Question: Can you recommend a data storage solution that can handle massive AI workloads and scale linearly?

WEKA screenshot thumbnail

WEKA

If you're looking for a data storage system that can handle enormous AI workloads and scale linearly, WEKA is a great option. This data platform is built for cloud and on-premises environments, with high performance and sustainability for next-gen workloads like AI. It can handle 10 exabytes of data with linear scaling for compute and storage, and it offers 10-100x better performance than traditional data infrastructure.

DDN screenshot thumbnail

DDN

Another option is DDN, which offers optimized data storage and management solutions for AI and HPC workloads. Its storage appliances are optimized for efficiency and cloud integration, with features like 10X more efficient AI infrastructure and 30x more IOPS. That makes it a good option for companies that want to speed up their AI and HPC workloads with big data sets.

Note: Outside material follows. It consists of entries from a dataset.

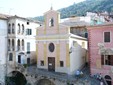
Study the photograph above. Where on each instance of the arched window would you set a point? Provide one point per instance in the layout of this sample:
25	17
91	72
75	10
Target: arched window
10	57
51	22
18	44
22	29
9	28
22	44
19	28
13	44
9	45
13	30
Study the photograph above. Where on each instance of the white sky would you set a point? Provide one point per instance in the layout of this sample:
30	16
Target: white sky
32	8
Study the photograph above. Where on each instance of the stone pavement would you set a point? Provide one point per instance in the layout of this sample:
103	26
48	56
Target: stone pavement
73	80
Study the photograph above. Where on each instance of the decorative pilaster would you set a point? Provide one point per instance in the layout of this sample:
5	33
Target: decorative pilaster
67	56
58	54
37	53
45	54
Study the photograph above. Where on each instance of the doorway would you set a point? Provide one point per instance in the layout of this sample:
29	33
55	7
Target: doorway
51	64
19	58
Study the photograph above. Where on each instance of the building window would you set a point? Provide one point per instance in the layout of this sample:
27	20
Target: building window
13	45
10	57
22	29
42	63
75	43
51	47
83	44
18	28
106	36
9	28
28	31
61	63
28	47
51	22
9	44
13	30
22	44
18	47
86	35
27	22
107	59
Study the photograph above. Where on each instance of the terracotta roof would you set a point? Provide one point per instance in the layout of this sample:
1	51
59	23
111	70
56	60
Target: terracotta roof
77	23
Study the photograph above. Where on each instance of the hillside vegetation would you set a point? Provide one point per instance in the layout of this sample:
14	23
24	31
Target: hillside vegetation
81	8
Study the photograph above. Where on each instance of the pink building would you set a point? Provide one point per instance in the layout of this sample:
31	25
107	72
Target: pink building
57	49
101	51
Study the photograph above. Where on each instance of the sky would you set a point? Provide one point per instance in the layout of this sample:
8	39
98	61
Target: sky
32	8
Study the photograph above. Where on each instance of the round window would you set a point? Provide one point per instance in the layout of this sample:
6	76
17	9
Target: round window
51	47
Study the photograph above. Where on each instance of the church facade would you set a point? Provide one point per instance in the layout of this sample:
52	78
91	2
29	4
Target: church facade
56	48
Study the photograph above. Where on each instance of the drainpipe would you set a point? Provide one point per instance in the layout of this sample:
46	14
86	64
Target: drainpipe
6	53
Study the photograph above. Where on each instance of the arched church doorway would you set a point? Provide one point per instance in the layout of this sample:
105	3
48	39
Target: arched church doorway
45	82
16	78
108	80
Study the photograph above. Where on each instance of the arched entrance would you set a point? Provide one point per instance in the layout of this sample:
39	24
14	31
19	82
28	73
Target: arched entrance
16	78
108	80
45	82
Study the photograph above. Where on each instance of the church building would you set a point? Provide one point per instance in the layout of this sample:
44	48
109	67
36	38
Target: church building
57	49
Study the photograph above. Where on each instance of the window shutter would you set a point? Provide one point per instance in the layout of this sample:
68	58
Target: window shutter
26	31
111	60
102	59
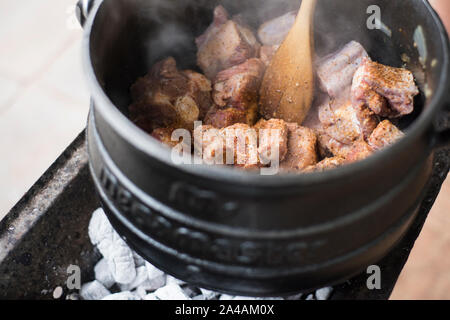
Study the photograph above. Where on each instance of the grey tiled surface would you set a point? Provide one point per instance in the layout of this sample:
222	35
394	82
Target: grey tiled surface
43	98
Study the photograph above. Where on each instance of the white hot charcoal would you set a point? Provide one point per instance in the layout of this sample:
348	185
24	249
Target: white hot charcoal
138	260
102	273
171	292
156	278
140	279
208	294
93	291
124	295
141	292
174	280
151	296
116	252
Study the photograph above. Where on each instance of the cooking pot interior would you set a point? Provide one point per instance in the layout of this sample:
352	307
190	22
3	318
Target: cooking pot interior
129	36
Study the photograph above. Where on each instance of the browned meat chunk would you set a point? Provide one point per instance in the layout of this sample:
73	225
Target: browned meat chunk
302	148
164	135
199	88
335	71
384	135
329	147
345	122
274	32
360	150
225	44
168	97
272	132
387	91
266	53
221	118
243	140
238	86
326	164
234	145
236	95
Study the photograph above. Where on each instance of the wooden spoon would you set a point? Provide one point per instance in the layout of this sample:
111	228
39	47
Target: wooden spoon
287	89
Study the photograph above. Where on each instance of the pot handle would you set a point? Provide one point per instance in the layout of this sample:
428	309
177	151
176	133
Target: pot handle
83	7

MinIO screenshot thumbnail

MinIO

For cloud-native workloads, MinIO is an interesting option. It's high-performance object storage for AI and machine learning, and it's highly scalable and Kubernetes-native. MinIO offers active-active, multi-site replication, industry-standard encryption and features for information lifecycle management, so it's good for large-scale AI/ML workloads and data lakes.

SingleStore screenshot thumbnail

SingleStore

You could also look at SingleStore, a real-time data platform that can handle petabyte-scale data sets with millisecond query performance. It combines transactional and analytical data in a single engine and can ingest high-throughput streaming data from multiple sources. That makes it a good option for generative AI and real-time analytics.

Additional AI Projects

Cerebras screenshot thumbnail

Cerebras

Accelerate AI training with a platform that combines AI supercomputers, model services, and cloud options to speed up large language model development.

Anyscale screenshot thumbnail

Anyscale

Instantly build, run, and scale AI applications with optimal performance and efficiency, leveraging automatic resource allocation and smart instance management.

Lambda screenshot thumbnail

Lambda

Provision scalable NVIDIA GPU instances and clusters on-demand or reserved, with pre-configured ML environments and transparent pricing.

Couchbase screenshot thumbnail

Couchbase

Unlocks high-performance, flexible, and cost-effective AI-infused applications with a memory-first architecture and AI-assisted coding.

DataStax screenshot thumbnail

DataStax

Rapidly build and deploy production-ready GenAI apps with 20% better relevance and 74x faster response times, plus enterprise-grade security and compliance.

Salad screenshot thumbnail

Salad

Run AI/ML production models at scale with low-cost, scalable GPU instances, starting at $0.02 per hour, with on-demand elasticity and global edge network.

Numenta screenshot thumbnail

Numenta

Run large AI models on CPUs with peak performance, multi-tenancy, and seamless scaling, while maintaining full control over models and data.

Zilliz screenshot thumbnail

Zilliz

Streamlines billion-scale vector search applications with a fully managed service, offering high performance, scalability, and security for large-scale vector data.

Scaleway screenshot thumbnail

Scaleway

Scaleway offers a broad range of cloud services for building, training, and deploying AI models.

DEKUBE screenshot thumbnail

DEKUBE

Scalable, cost-effective, and secure distributed computing network for training and fine-tuning large language models, with infinite scalability and up to 40% cost reduction.

Vespa screenshot thumbnail

Vespa

Combines search in structured data, text, and vectors in one query, enabling scalable and efficient machine-learned model inference for production-ready applications.

dstack screenshot thumbnail

dstack

Automates infrastructure provisioning for AI model development, training, and deployment across multiple cloud services and data centers, streamlining complex workflows.

EDB Postgres AI screenshot thumbnail

EDB Postgres AI

Unifies transactional, analytical, and AI workloads on a single platform, with native AI vector processing, analytics lakehouse, and unified observability.

Scale screenshot thumbnail

Scale

Provides high-quality, cost-effective training data for AI models, improving performance and reliability across various industries and applications.

Baseplate screenshot thumbnail

Baseplate

Links and manages data for Large Language Model tasks, enabling efficient embedding, storage, and versioning for high-performance AI app development.

Together screenshot thumbnail

Together

Accelerate AI model development with optimized training and inference, scalable infrastructure, and collaboration tools for enterprise customers.

Neum AI screenshot thumbnail

Neum AI

Build and manage data infrastructure for Retrieval Augmented Generation and semantic search with scalable pipelines and real-time vector embeddings.

Webscale screenshot thumbnail

Webscale

Deploy applications milliseconds from end-users with Webscale's AI-driven Supercloud platform for maximum efficiency.

Vectorize screenshot thumbnail

Vectorize

Convert unstructured data into optimized vector search indexes for fast and accurate retrieval augmented generation (RAG) pipelines.

Clarifai screenshot thumbnail

Clarifai

Rapidly develop, deploy, and operate AI projects at scale with automated workflows, standardized development, and built-in security and access controls.